Part of the work of the teacher is to find those tools that promote educational experiences suitable for students and that constitute a true pedagogical support. With these simple steps we can strengthen the didactic sense of technology and offer our students effective alternatives to build learning in an interactive and effective way.
Finally, During the last 30 years, digital technologies have had an explosive development in society. The popularization of computers, increasingly accessible in size, price and ease of use, the emergence of the Internet and the expansion of communication and connection possibilities, have created new industries, new jobs, new social and cultural realities, and have irreversibly modified the landscape of our relationships, our knowledge and our ways of interacting in society.

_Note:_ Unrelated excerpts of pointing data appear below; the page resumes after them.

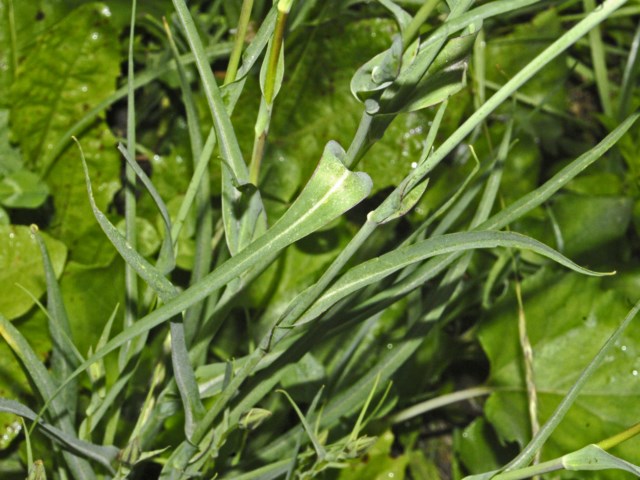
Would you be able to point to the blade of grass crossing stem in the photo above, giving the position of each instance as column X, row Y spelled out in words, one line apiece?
column 231, row 91
column 599, row 63
column 547, row 429
column 204, row 221
column 185, row 379
column 240, row 227
column 130, row 277
column 194, row 185
column 46, row 386
column 166, row 259
column 394, row 358
column 384, row 265
column 65, row 340
column 63, row 360
column 271, row 75
column 331, row 191
column 154, row 278
column 238, row 44
column 104, row 455
column 183, row 370
column 515, row 210
column 533, row 67
column 433, row 246
column 629, row 76
column 317, row 446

This real revolution aroused the enthusiasm of educators and academics, who imagined the infinite and immediate impact that the development of digital technologies in learning. The objective of this document is to propose a new approach to the inclusion of technologies in education, orienting its use to the improvement of educational quality, defined in a broader sense than commonly used.
In the first chapter we review precisely the concept of educational quality and the challenges it proposes to educational systems, already into the 21st century. In the second part we address the evidence available so far, to review what we know that works and does not work with respect to the use of digital technologies in learning. The third chapter proposes, starting from the challenges and the evidence, a new framework for action in this area, with a small section on the consideration of the total costs associated with the implementation, in the understanding that any intervention always implies a complex public policy decision, in contexts of resource constraints.